Maria Eduarda Rodrigues Paim
"Estamos falando sobre elas Mães solteiras que trabalham na favela Trabalha pra manter sua casa A pobre injustiçada! Seja branca ou seja negra É o trabalho da brasileira... São mulheres guerreiras Que apesar das dificuldades Sustentam a sua casa Não é home office pois a luta aqui é triste São mães trabalhadoras Que andam pela casa com suas vassouras!"
Thiago Nogueira Ribeiro
"De consciência limpa, o mundo dela não se abalou. Sua esperança é a fé. Seus filhos ela não abandonou. Confiança em Deus de que nesse vírus ela se manterá de pé, mas mesmo com a pandemia, nada mudou. Sozinha, criando um príncipe e uma princesa educando-os em meio a pobreza. Pobreza material, riqueza mental. Lutando contra uma lágrima que foge, a mãe ensina seus filhos a ter força na ausência de um pai que ignora sua prole. Na vida elas lutam contra um presente barracento, para que no futuro seu filhos não morram sem alimento"

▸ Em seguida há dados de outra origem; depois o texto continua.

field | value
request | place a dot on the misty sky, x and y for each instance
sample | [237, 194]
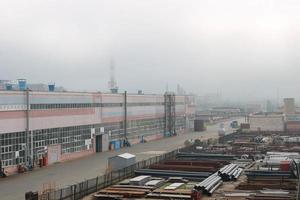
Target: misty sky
[241, 48]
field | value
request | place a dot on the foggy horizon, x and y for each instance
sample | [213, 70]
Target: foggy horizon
[244, 50]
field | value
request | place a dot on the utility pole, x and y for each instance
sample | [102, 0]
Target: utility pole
[298, 170]
[29, 136]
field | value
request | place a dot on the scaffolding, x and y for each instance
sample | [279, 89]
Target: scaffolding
[170, 114]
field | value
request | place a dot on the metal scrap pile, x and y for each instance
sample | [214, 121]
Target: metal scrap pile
[228, 173]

Yasmin Cesario Alegre Soares
"Uma pessoa trabalhadora Que vê seu emprego acabar Por causa de um vírus Que veio para nos alertar De forma inesperada Com filhos pequenos a cuidar. Nesse Brasil que vivemos Vivemos a clamar, Por mais empregos E oportunidades a gerar. Filhos da Pátria Amada Salve Salve! Um grito de socorro. Nos tempos de hoje, temos que confessar A dificuldade vem, Mas temos que orar Orar para aqueles que nos protege Para tudo se acabar Acabar em algo bom, Para nos salvar".